Author: Neil van der Linden
View album and artist detailsArtist/band: |
VARIOUS ARTISTS |
Label: |
JuJuSounds |
Magazine Review Date: |
March/2022 |
Zār is a rite that arrived in Egypt with migration – partly due to slavery – from sub-Saharan East Africa. Two essays in the CD-booklet explain the differences between the three zār practices of Egypt. They vary based on whether they are used for healing and spiritual practices, mostly involving women, or for festivities, featuring male performers as well.

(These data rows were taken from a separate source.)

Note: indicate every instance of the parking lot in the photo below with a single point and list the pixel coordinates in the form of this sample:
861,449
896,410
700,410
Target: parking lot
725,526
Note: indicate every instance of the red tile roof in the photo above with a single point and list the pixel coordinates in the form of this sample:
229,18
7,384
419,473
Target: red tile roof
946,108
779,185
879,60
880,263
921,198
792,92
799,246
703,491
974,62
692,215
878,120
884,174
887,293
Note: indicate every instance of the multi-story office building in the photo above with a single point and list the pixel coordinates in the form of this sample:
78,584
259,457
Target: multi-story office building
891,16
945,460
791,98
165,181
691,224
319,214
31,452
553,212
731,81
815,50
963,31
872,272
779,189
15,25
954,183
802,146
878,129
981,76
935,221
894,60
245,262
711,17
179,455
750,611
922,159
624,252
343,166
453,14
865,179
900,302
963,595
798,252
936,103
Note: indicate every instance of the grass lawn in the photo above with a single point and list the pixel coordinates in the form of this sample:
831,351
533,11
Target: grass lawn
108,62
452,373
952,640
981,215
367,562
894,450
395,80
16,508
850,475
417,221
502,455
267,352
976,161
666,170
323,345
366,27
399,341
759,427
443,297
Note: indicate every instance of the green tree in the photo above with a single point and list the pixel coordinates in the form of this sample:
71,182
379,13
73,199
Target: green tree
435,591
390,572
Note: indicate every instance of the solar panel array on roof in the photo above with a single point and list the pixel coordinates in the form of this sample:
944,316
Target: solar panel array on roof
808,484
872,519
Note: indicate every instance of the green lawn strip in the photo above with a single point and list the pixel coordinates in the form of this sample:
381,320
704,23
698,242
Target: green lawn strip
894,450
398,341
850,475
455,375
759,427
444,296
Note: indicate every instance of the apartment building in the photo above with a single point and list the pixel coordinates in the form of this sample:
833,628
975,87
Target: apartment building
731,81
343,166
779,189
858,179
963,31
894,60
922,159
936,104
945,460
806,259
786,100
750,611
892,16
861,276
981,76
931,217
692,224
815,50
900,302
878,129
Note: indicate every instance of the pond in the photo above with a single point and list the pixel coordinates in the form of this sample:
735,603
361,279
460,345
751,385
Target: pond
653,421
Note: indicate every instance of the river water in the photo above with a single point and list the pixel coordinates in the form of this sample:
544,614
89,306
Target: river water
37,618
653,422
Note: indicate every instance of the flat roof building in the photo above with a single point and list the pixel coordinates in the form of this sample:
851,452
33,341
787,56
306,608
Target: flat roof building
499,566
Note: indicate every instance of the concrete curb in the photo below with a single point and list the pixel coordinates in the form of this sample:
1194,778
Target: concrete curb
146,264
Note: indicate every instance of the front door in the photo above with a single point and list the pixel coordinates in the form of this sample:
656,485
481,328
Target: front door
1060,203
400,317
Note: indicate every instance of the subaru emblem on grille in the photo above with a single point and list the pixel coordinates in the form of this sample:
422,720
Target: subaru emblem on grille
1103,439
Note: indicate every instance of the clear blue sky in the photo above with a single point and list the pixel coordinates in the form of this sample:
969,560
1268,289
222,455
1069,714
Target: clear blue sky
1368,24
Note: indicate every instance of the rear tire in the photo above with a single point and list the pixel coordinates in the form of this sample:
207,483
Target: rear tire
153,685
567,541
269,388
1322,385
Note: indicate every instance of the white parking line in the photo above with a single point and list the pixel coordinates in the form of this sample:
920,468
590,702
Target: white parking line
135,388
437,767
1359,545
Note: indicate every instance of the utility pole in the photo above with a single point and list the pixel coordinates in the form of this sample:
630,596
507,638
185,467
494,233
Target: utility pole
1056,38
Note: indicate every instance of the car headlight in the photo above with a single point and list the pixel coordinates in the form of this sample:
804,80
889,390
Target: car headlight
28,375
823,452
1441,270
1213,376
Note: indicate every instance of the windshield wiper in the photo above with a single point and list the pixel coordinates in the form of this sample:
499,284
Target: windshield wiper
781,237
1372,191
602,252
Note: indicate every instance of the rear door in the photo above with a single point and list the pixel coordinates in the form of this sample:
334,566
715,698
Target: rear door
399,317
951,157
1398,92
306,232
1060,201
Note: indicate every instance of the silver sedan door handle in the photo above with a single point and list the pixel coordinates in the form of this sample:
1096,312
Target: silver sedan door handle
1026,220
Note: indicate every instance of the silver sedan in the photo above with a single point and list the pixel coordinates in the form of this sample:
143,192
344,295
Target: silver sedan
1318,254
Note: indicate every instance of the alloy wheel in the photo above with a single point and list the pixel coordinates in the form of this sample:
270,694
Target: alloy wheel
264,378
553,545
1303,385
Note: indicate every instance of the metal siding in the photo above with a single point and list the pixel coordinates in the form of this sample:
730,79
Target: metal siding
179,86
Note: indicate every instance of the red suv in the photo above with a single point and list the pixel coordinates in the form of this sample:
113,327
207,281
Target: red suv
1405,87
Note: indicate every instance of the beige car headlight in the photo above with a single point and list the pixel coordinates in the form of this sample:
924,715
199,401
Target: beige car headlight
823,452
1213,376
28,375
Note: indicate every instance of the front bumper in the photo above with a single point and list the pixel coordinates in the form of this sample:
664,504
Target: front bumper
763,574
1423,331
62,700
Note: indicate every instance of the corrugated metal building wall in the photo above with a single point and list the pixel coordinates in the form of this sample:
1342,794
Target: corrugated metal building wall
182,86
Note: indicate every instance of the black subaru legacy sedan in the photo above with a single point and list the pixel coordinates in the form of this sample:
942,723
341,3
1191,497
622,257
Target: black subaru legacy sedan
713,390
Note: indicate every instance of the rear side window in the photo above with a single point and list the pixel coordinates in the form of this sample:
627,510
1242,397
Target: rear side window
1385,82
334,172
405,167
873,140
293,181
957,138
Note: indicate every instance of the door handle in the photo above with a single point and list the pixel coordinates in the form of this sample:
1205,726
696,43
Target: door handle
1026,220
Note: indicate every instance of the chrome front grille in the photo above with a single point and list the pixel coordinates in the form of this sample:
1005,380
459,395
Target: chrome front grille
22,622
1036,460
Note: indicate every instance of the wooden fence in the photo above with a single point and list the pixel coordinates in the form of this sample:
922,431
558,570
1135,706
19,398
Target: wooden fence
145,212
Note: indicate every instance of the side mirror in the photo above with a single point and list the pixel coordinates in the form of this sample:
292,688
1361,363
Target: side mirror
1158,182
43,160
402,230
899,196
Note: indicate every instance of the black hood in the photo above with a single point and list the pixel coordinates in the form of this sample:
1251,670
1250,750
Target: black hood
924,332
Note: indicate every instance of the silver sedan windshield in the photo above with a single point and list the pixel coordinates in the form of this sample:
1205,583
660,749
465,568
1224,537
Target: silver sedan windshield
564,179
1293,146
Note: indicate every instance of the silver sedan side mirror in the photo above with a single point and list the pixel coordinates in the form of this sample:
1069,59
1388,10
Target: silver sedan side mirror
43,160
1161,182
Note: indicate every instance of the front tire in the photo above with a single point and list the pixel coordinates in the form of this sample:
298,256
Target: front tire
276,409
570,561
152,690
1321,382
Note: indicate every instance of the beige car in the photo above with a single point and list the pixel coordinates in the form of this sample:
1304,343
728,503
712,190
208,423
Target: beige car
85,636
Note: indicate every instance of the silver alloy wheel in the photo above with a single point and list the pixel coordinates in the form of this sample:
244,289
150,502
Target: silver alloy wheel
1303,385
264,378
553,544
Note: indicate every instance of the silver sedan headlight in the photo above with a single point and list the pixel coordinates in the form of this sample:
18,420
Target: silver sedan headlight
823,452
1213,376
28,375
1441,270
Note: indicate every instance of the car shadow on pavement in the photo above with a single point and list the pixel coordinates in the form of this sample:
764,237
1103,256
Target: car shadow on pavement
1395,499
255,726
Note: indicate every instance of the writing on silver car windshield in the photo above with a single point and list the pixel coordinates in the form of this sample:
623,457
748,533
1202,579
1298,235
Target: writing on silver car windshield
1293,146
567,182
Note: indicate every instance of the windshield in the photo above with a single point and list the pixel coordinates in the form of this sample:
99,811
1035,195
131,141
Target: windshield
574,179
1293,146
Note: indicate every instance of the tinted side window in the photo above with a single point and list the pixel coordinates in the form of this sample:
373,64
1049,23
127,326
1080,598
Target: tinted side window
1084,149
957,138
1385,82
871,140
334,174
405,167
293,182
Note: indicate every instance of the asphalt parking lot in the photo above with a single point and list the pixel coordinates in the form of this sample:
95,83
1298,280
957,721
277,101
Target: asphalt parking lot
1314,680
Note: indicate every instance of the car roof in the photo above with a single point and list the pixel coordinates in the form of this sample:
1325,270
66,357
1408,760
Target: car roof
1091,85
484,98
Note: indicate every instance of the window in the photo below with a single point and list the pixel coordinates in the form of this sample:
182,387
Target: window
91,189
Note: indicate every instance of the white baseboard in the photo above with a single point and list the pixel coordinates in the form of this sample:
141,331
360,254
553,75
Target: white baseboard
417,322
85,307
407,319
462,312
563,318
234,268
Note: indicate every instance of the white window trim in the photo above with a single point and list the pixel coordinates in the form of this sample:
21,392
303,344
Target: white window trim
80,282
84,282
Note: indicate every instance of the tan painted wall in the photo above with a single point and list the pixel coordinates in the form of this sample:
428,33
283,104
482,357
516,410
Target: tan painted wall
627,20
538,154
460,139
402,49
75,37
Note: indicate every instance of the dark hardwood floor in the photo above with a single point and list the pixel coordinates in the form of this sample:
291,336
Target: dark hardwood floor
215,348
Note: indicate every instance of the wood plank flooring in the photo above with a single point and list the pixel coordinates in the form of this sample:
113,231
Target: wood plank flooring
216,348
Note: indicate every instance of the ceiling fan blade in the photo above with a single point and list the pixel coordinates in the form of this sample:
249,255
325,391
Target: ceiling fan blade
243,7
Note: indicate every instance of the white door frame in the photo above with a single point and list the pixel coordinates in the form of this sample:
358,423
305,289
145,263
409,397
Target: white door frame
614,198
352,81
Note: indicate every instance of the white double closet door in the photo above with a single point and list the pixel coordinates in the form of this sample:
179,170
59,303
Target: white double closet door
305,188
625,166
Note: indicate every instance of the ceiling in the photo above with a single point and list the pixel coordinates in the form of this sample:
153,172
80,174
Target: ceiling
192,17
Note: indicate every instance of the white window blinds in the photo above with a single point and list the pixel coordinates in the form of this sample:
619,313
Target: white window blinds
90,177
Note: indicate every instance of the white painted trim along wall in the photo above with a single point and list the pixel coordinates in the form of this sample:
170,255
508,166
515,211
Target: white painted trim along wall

All tracks were recorded live, splendidly conveying the excitement of zār ceremonies. Several tracks feature the late Hassan Bergamon, who mastered the tamboura, an East African lyre, as well as the rango, a xylophone. This instrument may have gone completely out of use with Bergamon’s passing away. Bergamon was founder of the mixed Egyptian/Sudanese band named after the instrument, which was an international sensation a decade ago, but these recordings are his most recent. Elsewhere on the album, ‘Betel il Habash’, we hear singer Madiha Abu Leila summon habashi spirits (Habash is Abyssinia/Ethiopia).
Although it merged with Islam (much like voodoo and winti in Christianity), zār is frowned upon. In Egypt, officially released records like this are absent. So it’s all the more important that JuJuSounds made these documents available.